次に、本願によれば、浮遊インダクタンスがあっても共振現象が生じない理由について図3及び図4を参照して説明する。図3はこの発明による共振現象の阻止作用を説明するための図、図4は比較例における共振現象を説明するための図であり、何れもV相のスイッチングレグ4について図示している。
正側U相から正側V相への転流を行うとき、前述したように図3(a)に破線で示す電流が流れ始め、コンデンサ46の放電が完了した時点で逆阻止形自己消弧素子45に印加される電圧が順電圧になる。このとき、浮遊インダクタンス4Lの作用によって、コンデンサ46に流れていた電流は徐々に逆阻止形自己消弧素子45に移るため、コンデンサ46は図3(b)に示すように逆方向すなわち負側に充電されることになる。コンデンサ46に流れる電流が零になると、この逆方向に充電された電圧がダイオード42に逆電圧として加わるためコンデンサ46の放電が阻止される。従って以降は図3(c)に実線で示した電流経路(V)だけとなる。このため、浮遊インダクタンス4Lがあっても共振現象が発生せず、逆阻止形自己消弧素子45の電流も交流電流の振幅Iしか流れない。またコンデンサ46に充電された電圧は逆阻止形自己消弧素子47がオフするとさらに充電され、次の負側U相から負側V相すなわち、サイリスタ34からサイリスタ44への転流時に有効に利用されることになる。従って、本願によれば、浮遊インダクタンスによる転流インダクタンスの増大を打ち消すという別の効果もある。以上は正側U相から正側V相への転流を行うときについての説明であるが、負側U相から負側V相への転流の場合も同一である。この場合はコンデンサ46に順方向すなわち正側に充電された電荷の放電がダイオード43によって阻止され、共振現象が抑えられる。

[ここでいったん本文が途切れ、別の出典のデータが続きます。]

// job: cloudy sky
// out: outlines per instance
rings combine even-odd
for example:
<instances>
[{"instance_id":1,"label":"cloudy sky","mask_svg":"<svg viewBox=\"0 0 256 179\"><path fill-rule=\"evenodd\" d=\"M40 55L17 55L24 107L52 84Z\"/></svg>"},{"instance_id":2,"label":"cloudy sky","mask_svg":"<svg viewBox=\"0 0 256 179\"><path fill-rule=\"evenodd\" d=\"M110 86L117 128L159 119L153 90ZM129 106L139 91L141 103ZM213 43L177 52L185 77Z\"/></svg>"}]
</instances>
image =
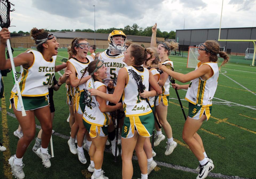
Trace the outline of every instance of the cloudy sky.
<instances>
[{"instance_id":1,"label":"cloudy sky","mask_svg":"<svg viewBox=\"0 0 256 179\"><path fill-rule=\"evenodd\" d=\"M145 28L162 31L218 28L221 0L10 0L11 32L48 29ZM256 27L255 0L224 0L222 28Z\"/></svg>"}]
</instances>

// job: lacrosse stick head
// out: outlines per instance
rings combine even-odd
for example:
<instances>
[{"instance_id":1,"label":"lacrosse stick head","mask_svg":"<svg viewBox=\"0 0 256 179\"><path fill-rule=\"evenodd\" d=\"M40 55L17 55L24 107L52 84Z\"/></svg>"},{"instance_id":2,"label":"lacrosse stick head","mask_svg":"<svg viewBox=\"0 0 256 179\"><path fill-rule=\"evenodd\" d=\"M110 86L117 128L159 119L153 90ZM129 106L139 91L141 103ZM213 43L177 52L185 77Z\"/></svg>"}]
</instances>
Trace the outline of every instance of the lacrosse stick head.
<instances>
[{"instance_id":1,"label":"lacrosse stick head","mask_svg":"<svg viewBox=\"0 0 256 179\"><path fill-rule=\"evenodd\" d=\"M8 28L10 26L10 12L14 10L11 10L11 3L8 0L0 0L0 27L2 28Z\"/></svg>"}]
</instances>

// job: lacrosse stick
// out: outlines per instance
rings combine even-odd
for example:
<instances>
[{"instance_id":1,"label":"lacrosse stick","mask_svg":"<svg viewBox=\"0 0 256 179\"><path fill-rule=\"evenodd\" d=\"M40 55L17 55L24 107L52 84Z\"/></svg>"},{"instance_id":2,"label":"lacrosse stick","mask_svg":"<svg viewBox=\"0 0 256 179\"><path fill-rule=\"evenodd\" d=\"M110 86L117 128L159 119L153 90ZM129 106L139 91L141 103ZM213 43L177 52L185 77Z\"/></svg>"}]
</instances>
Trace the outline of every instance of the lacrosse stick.
<instances>
[{"instance_id":1,"label":"lacrosse stick","mask_svg":"<svg viewBox=\"0 0 256 179\"><path fill-rule=\"evenodd\" d=\"M9 2L8 0L0 0L0 26L2 29L8 28L10 26L10 12L14 10L14 9L11 10L11 5L14 6ZM10 60L11 65L11 69L13 71L13 75L14 78L14 80L16 86L17 94L19 98L19 100L21 109L21 113L22 116L26 116L26 112L24 109L24 106L21 98L21 90L18 83L18 78L17 76L17 72L16 69L14 65L14 61L13 57L11 52L11 47L10 44L10 41L7 39L6 42L9 55L10 56Z\"/></svg>"},{"instance_id":2,"label":"lacrosse stick","mask_svg":"<svg viewBox=\"0 0 256 179\"><path fill-rule=\"evenodd\" d=\"M170 70L172 71L174 71L174 69L173 67L171 66L170 64L164 64L165 66L167 69ZM171 83L174 84L175 84L175 80L173 78L169 75L169 78ZM175 88L175 92L176 92L176 94L177 95L177 97L178 97L178 100L179 100L179 105L181 106L181 108L182 113L183 114L183 116L184 116L184 118L185 119L185 120L187 120L187 117L186 116L186 115L185 114L185 112L184 111L184 109L183 109L183 106L182 105L181 101L181 99L179 97L179 93L178 93L178 91L177 90L177 88Z\"/></svg>"},{"instance_id":3,"label":"lacrosse stick","mask_svg":"<svg viewBox=\"0 0 256 179\"><path fill-rule=\"evenodd\" d=\"M139 92L143 93L144 92L144 90L145 89L145 86L142 83L142 78L141 78L141 76L140 75L138 75L133 70L129 69L128 70L128 71L131 73L133 75L133 78L134 78L134 79L136 81L136 82L137 83L137 85L138 87L138 88L139 91ZM147 98L143 98L143 99L145 99L146 102L147 102L147 103L149 105L149 106L150 108L152 110L152 108L151 107L151 106L149 103L149 101ZM152 110L152 111L153 111L153 110ZM156 117L155 117L155 114L153 113L153 114L154 115L154 118L155 119L155 120L157 124L157 125L158 126L158 127L159 128L159 129L161 129L161 125L160 125L160 124L159 124L159 122L158 121L158 120L157 120L157 119Z\"/></svg>"},{"instance_id":4,"label":"lacrosse stick","mask_svg":"<svg viewBox=\"0 0 256 179\"><path fill-rule=\"evenodd\" d=\"M53 137L51 136L51 139L50 139L50 143L51 144L51 157L54 157L54 154L53 153Z\"/></svg>"}]
</instances>

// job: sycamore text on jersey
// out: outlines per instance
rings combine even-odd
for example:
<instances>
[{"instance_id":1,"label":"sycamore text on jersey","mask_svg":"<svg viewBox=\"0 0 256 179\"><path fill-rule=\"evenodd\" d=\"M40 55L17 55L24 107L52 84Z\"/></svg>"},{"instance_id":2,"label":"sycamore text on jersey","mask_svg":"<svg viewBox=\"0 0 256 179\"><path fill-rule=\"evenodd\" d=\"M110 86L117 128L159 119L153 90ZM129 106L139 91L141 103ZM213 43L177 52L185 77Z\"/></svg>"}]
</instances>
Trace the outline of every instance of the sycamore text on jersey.
<instances>
[{"instance_id":1,"label":"sycamore text on jersey","mask_svg":"<svg viewBox=\"0 0 256 179\"><path fill-rule=\"evenodd\" d=\"M39 67L38 72L52 72L55 71L54 67Z\"/></svg>"}]
</instances>

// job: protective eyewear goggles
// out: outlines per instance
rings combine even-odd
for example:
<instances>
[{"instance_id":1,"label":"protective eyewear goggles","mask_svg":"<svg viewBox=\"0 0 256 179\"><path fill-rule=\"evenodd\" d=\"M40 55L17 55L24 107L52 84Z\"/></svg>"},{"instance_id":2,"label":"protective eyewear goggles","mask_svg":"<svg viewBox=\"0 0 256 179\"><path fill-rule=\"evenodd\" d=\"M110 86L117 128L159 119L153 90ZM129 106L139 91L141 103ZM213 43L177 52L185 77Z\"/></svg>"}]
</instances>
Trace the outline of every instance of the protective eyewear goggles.
<instances>
[{"instance_id":1,"label":"protective eyewear goggles","mask_svg":"<svg viewBox=\"0 0 256 179\"><path fill-rule=\"evenodd\" d=\"M87 48L88 49L89 49L90 48L89 47L89 45L90 44L89 43L78 43L77 42L77 41L75 40L75 47L79 47L82 49L85 49L86 48Z\"/></svg>"},{"instance_id":2,"label":"protective eyewear goggles","mask_svg":"<svg viewBox=\"0 0 256 179\"><path fill-rule=\"evenodd\" d=\"M200 43L199 44L199 45L198 46L198 49L200 50L204 50L205 51L206 51L211 54L213 54L213 55L217 55L217 54L214 53L211 50L208 50L208 49L207 49L207 48L206 48L206 46L202 43Z\"/></svg>"},{"instance_id":3,"label":"protective eyewear goggles","mask_svg":"<svg viewBox=\"0 0 256 179\"><path fill-rule=\"evenodd\" d=\"M164 42L160 42L158 43L158 45L160 45L162 47L164 47L168 51L171 51L171 49L168 47L168 46L166 45L166 44Z\"/></svg>"},{"instance_id":4,"label":"protective eyewear goggles","mask_svg":"<svg viewBox=\"0 0 256 179\"><path fill-rule=\"evenodd\" d=\"M98 67L98 64L99 63L100 63L99 66ZM96 62L96 65L95 65L95 69L94 70L94 71L93 72L90 74L90 75L93 75L93 74L97 71L98 70L98 69L102 67L103 65L103 61L100 60L98 60L97 62Z\"/></svg>"},{"instance_id":5,"label":"protective eyewear goggles","mask_svg":"<svg viewBox=\"0 0 256 179\"><path fill-rule=\"evenodd\" d=\"M34 40L36 42L41 42L37 44L37 45L39 45L40 44L41 44L42 43L43 43L47 41L47 40L50 40L51 39L52 39L54 37L56 39L57 39L57 36L56 36L56 35L55 35L54 34L48 34L48 35L47 35L47 37L45 39L35 40L34 38L31 37L31 39Z\"/></svg>"}]
</instances>

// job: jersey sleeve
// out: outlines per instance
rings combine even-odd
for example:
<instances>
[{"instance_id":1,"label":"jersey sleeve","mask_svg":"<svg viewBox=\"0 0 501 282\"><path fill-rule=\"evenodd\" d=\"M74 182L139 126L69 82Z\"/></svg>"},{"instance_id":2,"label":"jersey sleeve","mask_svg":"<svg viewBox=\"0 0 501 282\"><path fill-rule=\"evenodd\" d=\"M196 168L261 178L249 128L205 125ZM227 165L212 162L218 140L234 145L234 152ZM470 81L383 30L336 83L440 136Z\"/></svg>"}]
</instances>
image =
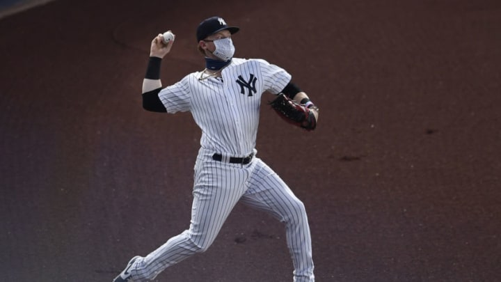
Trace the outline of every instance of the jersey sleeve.
<instances>
[{"instance_id":1,"label":"jersey sleeve","mask_svg":"<svg viewBox=\"0 0 501 282\"><path fill-rule=\"evenodd\" d=\"M168 113L190 110L191 95L188 81L189 77L186 76L180 81L164 88L159 93L159 97Z\"/></svg>"},{"instance_id":2,"label":"jersey sleeve","mask_svg":"<svg viewBox=\"0 0 501 282\"><path fill-rule=\"evenodd\" d=\"M282 68L262 59L257 60L264 78L264 89L272 94L278 94L291 81L292 76Z\"/></svg>"}]
</instances>

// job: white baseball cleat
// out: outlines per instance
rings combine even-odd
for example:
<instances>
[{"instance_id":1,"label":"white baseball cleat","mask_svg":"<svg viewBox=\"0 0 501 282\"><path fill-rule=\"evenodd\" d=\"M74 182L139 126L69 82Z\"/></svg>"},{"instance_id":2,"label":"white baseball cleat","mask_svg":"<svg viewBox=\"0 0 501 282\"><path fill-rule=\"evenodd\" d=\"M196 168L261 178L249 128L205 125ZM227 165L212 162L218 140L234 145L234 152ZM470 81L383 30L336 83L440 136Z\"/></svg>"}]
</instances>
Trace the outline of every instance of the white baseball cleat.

次に図4を参照してダイオード42及び43を設けなかった場合の比較例について上記共振現象を説明する。
正側U相から正側V相への転流を行うとき、図4(a)に破線で示したようにコンデンサ46に流れていた電流I(交流電流の振幅に相当。)は浮遊インダクタンス4Lの作用によって徐々に逆阻止形自己消弧素子45に移るため、コンデンサ45は図4(b)に示すように逆方向すなわち負側に充電される。この動作は図3(a)、(b)に示した本願の場合と同じである。ところが、ダイオード42が付加されていないと、逆阻止形自己消弧素子45の電流がIと等しくなっても、この充電された電圧を放電する電流が図4(c)の破線で示すように加わって、逆阻止形自己消弧素子45に流れる電流はほぼIの2倍まで上昇する。そして図4(d)に示すように、やがてコンデンサ46の電圧は反転し、この反転した電圧の作用によって電流も反転する。このようにコンデンサ46の電圧と電流は反転を繰り返す共振現象となる。コンデンサ46、浮遊インダクタンス4L及び逆阻止形自己消弧素子45が作るループ回路には抵抗分が存在するので共振は減衰するが、減衰率は比較的小さい。この間コンデンサ46には初期値Iから正負に減衰振動する電流が流れ続けて損失が大きくなり、逆阻止形自己消弧素子45のピーク電流耐量が2倍必要となることと合わせて、大きな欠点となる。尚、図4において、浮遊インダクタンス4Lがなければ、コンデンサ46の放電が完了した時点で直ちに逆阻止形自己消弧素子45が順電圧になり、コンデンサ46流れていた電流Iは瞬時に逆阻止形自己消弧素子45を流れるようになる。従ってこの場合は図4(b)に示したような逆方向の充電は生じないため共振現象は発生しない。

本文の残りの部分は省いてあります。